Sunday I began compiling the list of people to send this years’ holiday card, and in between names, thought about what’s happened in the past 12 months that I might want to report on. I always enjoy the look back, although not so much the letterwriting.
That train of thought caused me to peek into my friends Jennie Hinchcliff and Carolee Wheeler’s recent book, Good Mail Day, about making postal art. A “good mail day” is when something other than a bill or flyer arrives in the post, an actual handmade, hand-written object. And you probably won’t get the good stuff unless you send a few of your own. So they encourage readers to write letters, with an emphasis on creating and sending artful objects. The book is chocked full of ideas for decorations both inside and out, including envelope templates and faux postage. The book’s got a little something for everyone — from the history of the mail art movement to good photos of mail art to project demonstrations to lists of resources.

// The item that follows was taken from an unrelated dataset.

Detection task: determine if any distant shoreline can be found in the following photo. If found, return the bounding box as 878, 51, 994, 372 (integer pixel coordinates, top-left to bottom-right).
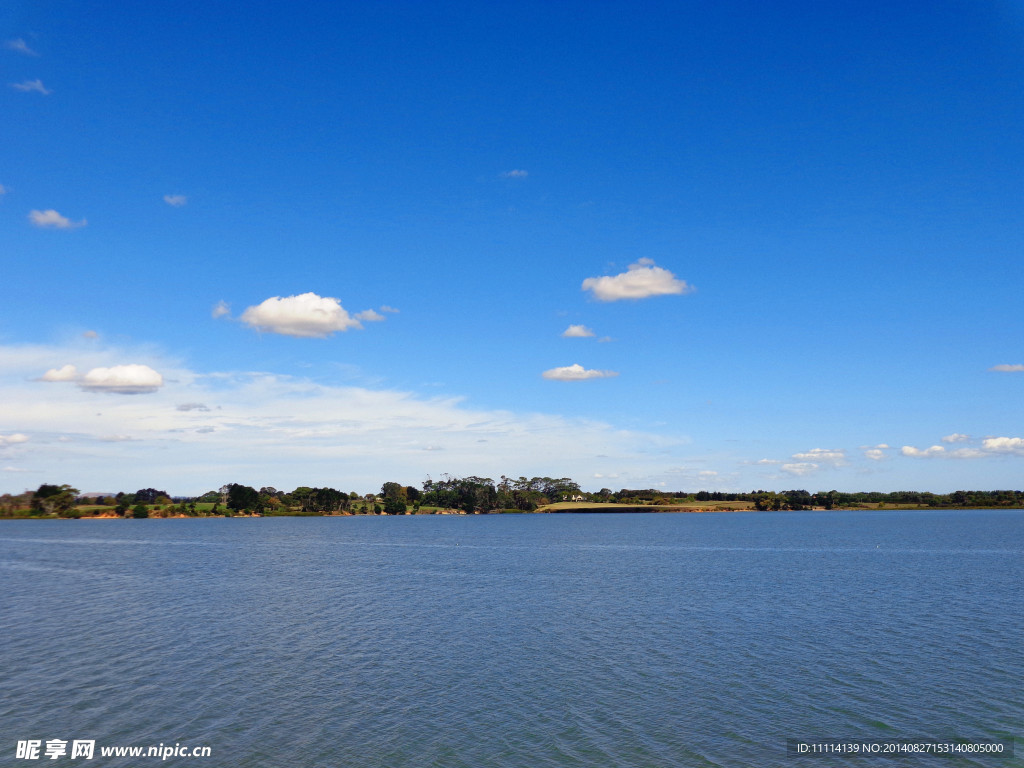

A bit later, I picked up the Sunday paper, to find a review of Thomas Mallon’s new book, a meditation on the art of letter writing, called Yours Ever: People and Their Letters (which is a companion to his book on diary writers, A Book of One’s Own: People and Their Diaries). The reviewer waxes on poetically, and I know I turn first to Mallon’s essays when they appear in the New Yorker, so I’ll no doubt read his book.
And while I’m ruminating on letterwriting, one more tidbit… according to this article “most people use the web to talk to people nearby” and “the volume of electronic communications is inversely proportional to geographic distance.” I must admit I send many more emails to my husband, even when he’s sitting downstairs from me, and to my friends in the Bay Area than to my family on the east coast!